A base lunar planeada destina-se a apoiar a presença humana a longo prazo na superfície lunar, com missões robóticas que deverão ajudar a preparar o local, testar tecnologias e começar a construir infraestruturas antes do regresso dos astronautas no final desta década.
A agência também divulgou planos para lançar uma espaçonave chamada Space Reactor 1 Freedom antes do final de 2028, uma missão projetada para demonstrar a propulsão elétrica nuclear no espaço profundo a caminho de Marte.
A espaçonave entregará helicópteros ao Planeta Vermelho, semelhante ao helicóptero robótico de teste Ingenuity que voou com o rover Perseverance da NASA, uma etapa que a agência disse que ajudaria a mover a tecnologia de propulsão nuclear de testes de laboratório para missões espaciais operacionais.
O helicóptero Ingenuity foi a primeira aeronave a realizar um voo motorizado e controlado em outro planeta.

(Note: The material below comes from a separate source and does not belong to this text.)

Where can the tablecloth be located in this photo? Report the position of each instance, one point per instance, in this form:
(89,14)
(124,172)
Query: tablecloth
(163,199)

Ele viajou para Marte acoplado ao rover Perseverance da NASA e pousou em fevereiro de 2021.
Pausando a estação Lunar Gateway
A estação Lunar Gateway, uma estação espacial planejada em órbita lunar que está sendo desenvolvida com empreiteiros como a Northrop Grumman e parceiros internacionais, deveria servir como uma base onde os astronautas pudessem viver e trabalhar antes de irem para a superfície da Lua.

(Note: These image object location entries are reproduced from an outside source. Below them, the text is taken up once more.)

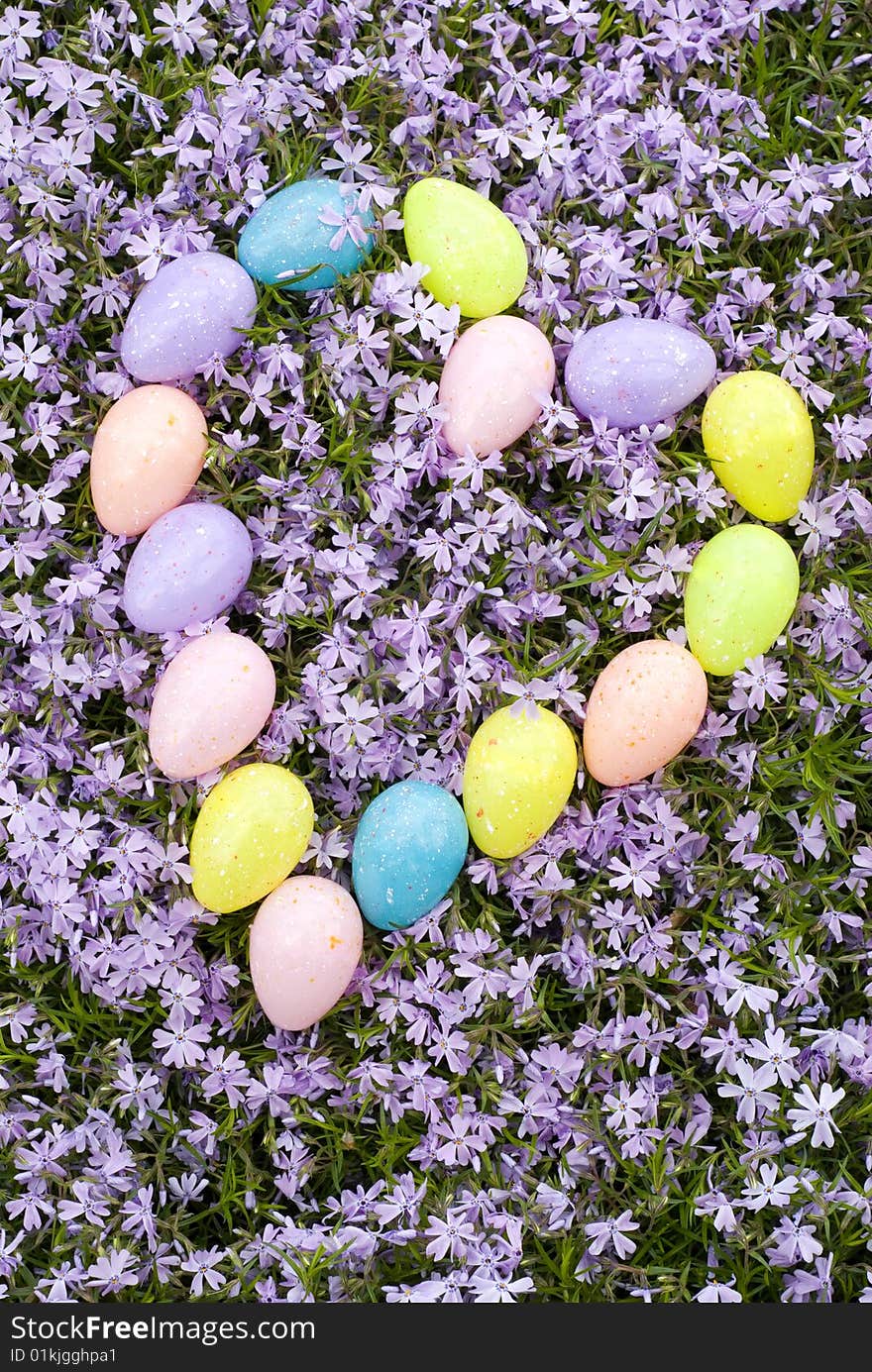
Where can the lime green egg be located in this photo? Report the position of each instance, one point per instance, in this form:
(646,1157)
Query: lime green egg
(740,594)
(249,836)
(476,254)
(519,772)
(758,438)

Mas a NASA agora planeja redirecionar alguns componentes do Gateway para uso na superfície.
A reaproveitamento do Lunar Gateway para criar uma base na superfície da lua deixa incertos os papéis futuros do Japão, do Canadá e da Agência Espacial Europeia no programa Artemis, três parceiros importantes da NASA que concordaram em fornecer componentes para a estação orbital.
“Não deveria surpreender ninguém que estejamos pausando o Gateway em sua forma atual e nos concentrando na infraestrutura que apoia operações sustentadas na superfície lunar”, disse Isaacman.
As mudanças no principal programa Artemis da NASA estão remodelando contratos no valor de bilhões de dólares e ocorrem no momento em que os Estados Unidos enfrentam a concorrência crescente da China, que pretende levar astronautas à Lua até 2030.
O programa Artemis, iniciado em 2017 durante o primeiro mandato de Trump como presidente, prevê missões lunares regulares como a tão esperada continuação da NASA às suas primeiras missões lunares no programa Apollo, que terminou em 1972.